Syria's embattled president on Thursday decreed a law allowing opposition political parties, state media said after the United Nations condemned his regime's deadly crackdown on democracy protests.
"President Bashar al-Assad on Thursday issued Legislative Decree No. 100 for 2011 on Parties Law and Legislative Decree No. 101 for 2011 on General Election Law," the official SANA news agency said in a brief report.
The law allows political parties to be established and function alongside Assad's Baath party, in power since 1963 with the constitutional status of "the leader of state and society."
Political pluralism has been at the forefront of demands by pro-reform dissidents who since March 15 have been taking to the streets across Syria almost daily to call for greater freedoms.
Assad's regime has sought to crush the movement with brutal force, killing more than 1,600 civilians and arresting thousands, according to human rights activists.
In the latest bloodshed, at least four people were killed and dozens wounded on Wednesday when security forces opened fire on protesters in Damascus, near Daraa in the south and Palmyra in central Syria, an activist said.
Demonstrators have vowed to protest every night of Ramadan following evening prayers despite the assault on Hama and the killing of some 120 people across the country on the eve of the Muslim holy month.
Thursday's presidential decree comes after the Syrian government adopted a draft law on multiple political organisations last month.
At the time, SANA reported the draft legislation was "aimed at enriching political life, creating a new dynamic and allowing for a change in political power."
"The bill stipulates the essential objectives and principles governing the activities of parties, conditions for their establishment ... and rules relating to their financing, their rights and their obligations," SANA said.
It prohibits parties founded on the basis "of religion, tribal affiliation, regional interests; professional organisations as well as parties which discriminate on the basis of race, sex or colour," the report said.
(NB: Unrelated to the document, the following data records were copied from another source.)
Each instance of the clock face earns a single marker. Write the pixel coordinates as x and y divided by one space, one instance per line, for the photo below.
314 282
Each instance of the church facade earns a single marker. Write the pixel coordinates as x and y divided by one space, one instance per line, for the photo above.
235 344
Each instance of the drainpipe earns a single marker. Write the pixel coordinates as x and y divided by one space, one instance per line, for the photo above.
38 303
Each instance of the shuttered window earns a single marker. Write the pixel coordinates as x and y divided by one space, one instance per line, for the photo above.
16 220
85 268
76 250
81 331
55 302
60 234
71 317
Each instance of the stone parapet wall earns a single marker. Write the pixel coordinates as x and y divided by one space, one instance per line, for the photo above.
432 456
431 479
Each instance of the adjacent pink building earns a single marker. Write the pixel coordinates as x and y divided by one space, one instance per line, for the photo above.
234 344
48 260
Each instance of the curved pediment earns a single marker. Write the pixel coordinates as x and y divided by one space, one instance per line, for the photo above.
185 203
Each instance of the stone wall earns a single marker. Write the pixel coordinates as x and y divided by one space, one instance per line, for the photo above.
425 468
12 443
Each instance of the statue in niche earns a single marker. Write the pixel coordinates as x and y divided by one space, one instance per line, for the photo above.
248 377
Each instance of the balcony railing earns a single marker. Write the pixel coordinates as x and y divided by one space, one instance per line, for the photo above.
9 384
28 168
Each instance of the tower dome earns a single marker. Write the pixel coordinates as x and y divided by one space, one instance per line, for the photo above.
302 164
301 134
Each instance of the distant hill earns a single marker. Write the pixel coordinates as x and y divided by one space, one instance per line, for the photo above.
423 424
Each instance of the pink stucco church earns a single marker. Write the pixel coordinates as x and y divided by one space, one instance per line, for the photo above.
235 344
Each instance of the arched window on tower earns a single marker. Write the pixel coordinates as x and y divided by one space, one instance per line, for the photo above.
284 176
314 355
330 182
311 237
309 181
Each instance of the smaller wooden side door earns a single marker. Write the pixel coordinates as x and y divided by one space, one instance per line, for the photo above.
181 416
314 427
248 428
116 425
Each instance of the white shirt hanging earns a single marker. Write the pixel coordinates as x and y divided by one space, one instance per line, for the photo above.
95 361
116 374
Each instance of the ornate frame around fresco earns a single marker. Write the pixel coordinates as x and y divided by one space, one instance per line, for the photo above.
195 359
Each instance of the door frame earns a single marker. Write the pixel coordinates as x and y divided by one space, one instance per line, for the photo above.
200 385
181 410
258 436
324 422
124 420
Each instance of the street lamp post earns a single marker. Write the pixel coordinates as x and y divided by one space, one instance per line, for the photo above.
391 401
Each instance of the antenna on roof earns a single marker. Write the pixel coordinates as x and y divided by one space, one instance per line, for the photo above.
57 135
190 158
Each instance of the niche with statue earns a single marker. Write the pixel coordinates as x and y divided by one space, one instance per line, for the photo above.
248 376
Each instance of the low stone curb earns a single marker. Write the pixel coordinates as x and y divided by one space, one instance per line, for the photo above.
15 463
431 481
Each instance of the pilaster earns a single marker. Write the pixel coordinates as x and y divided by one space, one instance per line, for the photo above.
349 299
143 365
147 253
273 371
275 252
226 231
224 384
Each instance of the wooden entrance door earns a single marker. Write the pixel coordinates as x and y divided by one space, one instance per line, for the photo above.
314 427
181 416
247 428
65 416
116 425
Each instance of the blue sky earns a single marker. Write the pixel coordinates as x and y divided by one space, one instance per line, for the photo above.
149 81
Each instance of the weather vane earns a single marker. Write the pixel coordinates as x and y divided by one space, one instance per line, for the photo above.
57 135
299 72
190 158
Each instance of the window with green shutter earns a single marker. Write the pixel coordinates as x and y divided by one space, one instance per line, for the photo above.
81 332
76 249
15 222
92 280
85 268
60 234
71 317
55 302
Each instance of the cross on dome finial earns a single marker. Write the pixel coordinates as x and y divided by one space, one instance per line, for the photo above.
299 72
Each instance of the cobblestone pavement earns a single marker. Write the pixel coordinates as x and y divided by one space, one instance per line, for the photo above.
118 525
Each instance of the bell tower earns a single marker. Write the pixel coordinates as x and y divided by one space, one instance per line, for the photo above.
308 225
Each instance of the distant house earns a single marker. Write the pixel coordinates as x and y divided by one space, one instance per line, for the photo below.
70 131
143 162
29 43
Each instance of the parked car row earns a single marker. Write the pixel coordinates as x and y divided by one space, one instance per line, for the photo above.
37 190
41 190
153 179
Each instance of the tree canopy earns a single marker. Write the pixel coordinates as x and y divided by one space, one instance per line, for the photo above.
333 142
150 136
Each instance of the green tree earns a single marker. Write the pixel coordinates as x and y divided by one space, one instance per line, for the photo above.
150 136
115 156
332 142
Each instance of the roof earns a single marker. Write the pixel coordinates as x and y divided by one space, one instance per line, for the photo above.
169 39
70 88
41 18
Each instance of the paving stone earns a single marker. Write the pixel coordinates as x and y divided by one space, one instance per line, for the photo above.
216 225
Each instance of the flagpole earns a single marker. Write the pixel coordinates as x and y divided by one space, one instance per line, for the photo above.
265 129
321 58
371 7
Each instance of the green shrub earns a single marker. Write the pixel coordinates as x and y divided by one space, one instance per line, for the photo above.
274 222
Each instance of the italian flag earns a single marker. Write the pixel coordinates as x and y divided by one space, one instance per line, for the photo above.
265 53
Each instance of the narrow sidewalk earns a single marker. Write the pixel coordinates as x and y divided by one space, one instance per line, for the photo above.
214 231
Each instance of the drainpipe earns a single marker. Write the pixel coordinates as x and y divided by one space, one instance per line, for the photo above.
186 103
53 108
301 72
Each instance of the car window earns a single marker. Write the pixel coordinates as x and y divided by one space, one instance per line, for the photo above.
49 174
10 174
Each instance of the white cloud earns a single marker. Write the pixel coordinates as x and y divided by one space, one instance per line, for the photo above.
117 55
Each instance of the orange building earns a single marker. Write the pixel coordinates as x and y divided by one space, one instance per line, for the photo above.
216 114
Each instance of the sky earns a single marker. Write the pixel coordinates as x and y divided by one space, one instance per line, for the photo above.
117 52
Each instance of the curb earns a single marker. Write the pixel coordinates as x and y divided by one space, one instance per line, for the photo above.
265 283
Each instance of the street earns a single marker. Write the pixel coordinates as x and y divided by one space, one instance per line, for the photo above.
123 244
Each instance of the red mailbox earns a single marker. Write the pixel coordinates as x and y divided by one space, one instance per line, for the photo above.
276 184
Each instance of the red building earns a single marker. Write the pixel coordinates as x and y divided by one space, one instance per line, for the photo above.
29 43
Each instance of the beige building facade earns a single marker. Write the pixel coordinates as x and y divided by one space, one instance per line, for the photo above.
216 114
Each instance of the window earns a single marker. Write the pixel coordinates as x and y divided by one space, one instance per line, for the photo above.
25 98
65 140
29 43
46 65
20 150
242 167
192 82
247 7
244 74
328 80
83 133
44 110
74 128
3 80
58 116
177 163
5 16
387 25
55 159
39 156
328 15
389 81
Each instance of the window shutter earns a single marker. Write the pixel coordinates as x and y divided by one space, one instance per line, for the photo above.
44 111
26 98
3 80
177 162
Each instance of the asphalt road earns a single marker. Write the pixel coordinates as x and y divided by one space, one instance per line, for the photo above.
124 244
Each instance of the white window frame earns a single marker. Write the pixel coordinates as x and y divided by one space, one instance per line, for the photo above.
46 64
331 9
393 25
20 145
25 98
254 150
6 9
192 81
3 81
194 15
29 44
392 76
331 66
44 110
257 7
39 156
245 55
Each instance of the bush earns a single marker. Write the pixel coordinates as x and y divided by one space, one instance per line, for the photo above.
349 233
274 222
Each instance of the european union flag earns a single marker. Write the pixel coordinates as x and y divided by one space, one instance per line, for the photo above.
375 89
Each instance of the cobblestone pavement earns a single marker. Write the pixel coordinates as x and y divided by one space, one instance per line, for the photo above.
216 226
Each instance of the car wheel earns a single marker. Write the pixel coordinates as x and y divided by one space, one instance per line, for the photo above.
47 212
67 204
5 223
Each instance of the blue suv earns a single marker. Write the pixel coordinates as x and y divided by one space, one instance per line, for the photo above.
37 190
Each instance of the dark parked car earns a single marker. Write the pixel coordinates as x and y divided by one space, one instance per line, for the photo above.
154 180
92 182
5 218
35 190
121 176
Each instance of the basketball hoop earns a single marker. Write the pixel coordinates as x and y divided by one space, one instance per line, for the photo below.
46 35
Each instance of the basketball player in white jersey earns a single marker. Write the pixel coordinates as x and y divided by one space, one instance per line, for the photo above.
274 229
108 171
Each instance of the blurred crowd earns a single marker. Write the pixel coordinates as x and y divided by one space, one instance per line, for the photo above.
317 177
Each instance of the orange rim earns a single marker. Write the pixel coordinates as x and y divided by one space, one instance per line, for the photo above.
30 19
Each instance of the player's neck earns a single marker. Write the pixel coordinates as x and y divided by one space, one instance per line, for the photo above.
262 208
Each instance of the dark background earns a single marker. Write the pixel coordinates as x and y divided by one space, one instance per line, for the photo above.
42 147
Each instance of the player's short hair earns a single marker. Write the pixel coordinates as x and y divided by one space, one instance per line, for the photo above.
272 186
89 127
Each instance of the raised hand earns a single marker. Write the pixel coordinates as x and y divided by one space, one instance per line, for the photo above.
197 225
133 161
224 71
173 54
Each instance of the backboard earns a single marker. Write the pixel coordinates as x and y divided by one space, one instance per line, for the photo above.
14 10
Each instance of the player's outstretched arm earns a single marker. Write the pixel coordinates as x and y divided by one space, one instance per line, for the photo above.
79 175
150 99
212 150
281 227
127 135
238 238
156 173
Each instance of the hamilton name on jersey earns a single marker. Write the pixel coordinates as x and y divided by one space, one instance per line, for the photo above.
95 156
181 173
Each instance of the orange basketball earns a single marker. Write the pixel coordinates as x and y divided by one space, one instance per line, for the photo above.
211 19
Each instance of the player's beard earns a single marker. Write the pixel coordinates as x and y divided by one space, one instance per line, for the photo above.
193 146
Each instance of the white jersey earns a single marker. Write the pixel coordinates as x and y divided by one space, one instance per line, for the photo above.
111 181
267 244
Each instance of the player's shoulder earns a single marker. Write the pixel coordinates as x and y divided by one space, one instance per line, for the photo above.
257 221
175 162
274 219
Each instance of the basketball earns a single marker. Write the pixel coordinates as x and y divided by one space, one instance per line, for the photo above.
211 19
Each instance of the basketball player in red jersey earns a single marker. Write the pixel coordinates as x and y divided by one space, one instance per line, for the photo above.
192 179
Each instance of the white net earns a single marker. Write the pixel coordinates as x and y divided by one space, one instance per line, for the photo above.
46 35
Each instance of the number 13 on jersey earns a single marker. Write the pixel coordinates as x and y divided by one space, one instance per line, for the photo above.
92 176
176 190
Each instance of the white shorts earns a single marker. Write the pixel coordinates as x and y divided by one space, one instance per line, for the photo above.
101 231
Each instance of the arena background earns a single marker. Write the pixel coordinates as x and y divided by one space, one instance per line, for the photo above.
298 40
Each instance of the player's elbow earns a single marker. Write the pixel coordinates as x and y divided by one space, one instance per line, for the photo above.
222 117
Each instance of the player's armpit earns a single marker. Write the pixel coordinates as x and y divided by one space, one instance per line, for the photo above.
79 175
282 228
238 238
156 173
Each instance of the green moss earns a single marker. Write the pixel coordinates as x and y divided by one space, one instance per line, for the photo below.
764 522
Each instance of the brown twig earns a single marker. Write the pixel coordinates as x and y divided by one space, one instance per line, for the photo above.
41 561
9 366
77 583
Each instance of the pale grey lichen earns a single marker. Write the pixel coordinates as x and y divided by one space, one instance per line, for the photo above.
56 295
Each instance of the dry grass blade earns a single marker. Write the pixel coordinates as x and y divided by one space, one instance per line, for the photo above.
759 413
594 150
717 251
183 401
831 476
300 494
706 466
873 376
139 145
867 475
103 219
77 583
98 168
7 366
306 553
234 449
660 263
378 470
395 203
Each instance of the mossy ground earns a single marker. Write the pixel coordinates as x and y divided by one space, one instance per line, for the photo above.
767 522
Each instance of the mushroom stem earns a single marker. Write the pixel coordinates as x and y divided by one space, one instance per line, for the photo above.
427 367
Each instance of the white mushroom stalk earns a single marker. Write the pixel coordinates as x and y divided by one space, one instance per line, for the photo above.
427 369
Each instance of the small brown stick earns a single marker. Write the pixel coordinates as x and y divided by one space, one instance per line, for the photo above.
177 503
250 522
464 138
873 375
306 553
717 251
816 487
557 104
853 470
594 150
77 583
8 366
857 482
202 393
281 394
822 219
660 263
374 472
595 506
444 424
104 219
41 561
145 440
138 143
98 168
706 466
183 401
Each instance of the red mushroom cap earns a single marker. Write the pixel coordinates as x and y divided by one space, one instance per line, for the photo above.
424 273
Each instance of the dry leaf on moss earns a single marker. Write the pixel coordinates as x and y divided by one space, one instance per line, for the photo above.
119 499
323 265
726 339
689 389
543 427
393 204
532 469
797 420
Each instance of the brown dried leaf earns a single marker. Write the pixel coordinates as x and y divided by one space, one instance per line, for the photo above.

The presidential decree, which means the law can take effect immediately without parliament's approval, came only hours after the UN Security Council stepped up pressure on Syria's rulers.
The council condemned the deadly crackdown and said those responsible should be held accountable.
It was unable to agree on a resolution, however, and settled on a less-binding statement condemning "the widespread violations of human rights and the use of force against civilians by the Syrian authorities."
"Those responsible for the violence should be held accountable," it said, in its first pronouncement on the Syrian crisis since the protests began.
The UN statement came as tens of thousands of Syrian protesters again took to the streets on Wednesday, despite a tank assault on the flashpoint protest city of Hama.
Five hundred families had streamed out of Hama following the massive tank-backed assault that killed at least 95 people there on Sunday, said Rami Abdel Rahman, the head of the Syrian Observatory for Human Rights.
On Wednesday tanks had taken up positions across the town and shelling could still be heard in several neighborhoods, another activist told AFP, saying it sounded like "open warfare."
The Local Coordination Committees, which represent the protesters, said plumes of smoke could be seen over the city of 800,000 residents.
The latest four deaths came as another 40,000 people demonstrated in the central town of Homs, said Abdel Rahman.
Some 50,000 people also protested in Deir Ezzor, an eastern city encircled by troops, and 20,000 turned out in Douma, an outer suburb of Damascus, said Abdel Karim Rihawi of the Syrian League for the Defence of Human Rights.
The crackdown on Hama, where an estimated 20,000 people were killed in 1982 when Assad's father Hafez crushed an Islamist uprising, has prompted solidarity protests across Syria and international condemnation.
Syria insists it is fighting "armed terrorist gangs".
Western powers had hoped for stronger action at the Security Council but were rebuffed by veto-wielding members Russia and China, who feared doing so would pave the way for another military intervention like the one in Libya.
The White House meanwhile hardened its line on Assad -- saying it had no interest in seeing the Syrian president remain in power just to preserve regional "stability" -- but again stopped short of asking him to step down.
"The US has nothing invested in Assad remaining in power. We do not want to see him remain in Syria for stability's sake and rather we view him as the cause for instability in Syria," spokesman Jay Carney said.
Some analysts have speculated Washington is wary of directly calling for Assad to quit because of fear that the collapse of his regime could lead to chaos or civil war.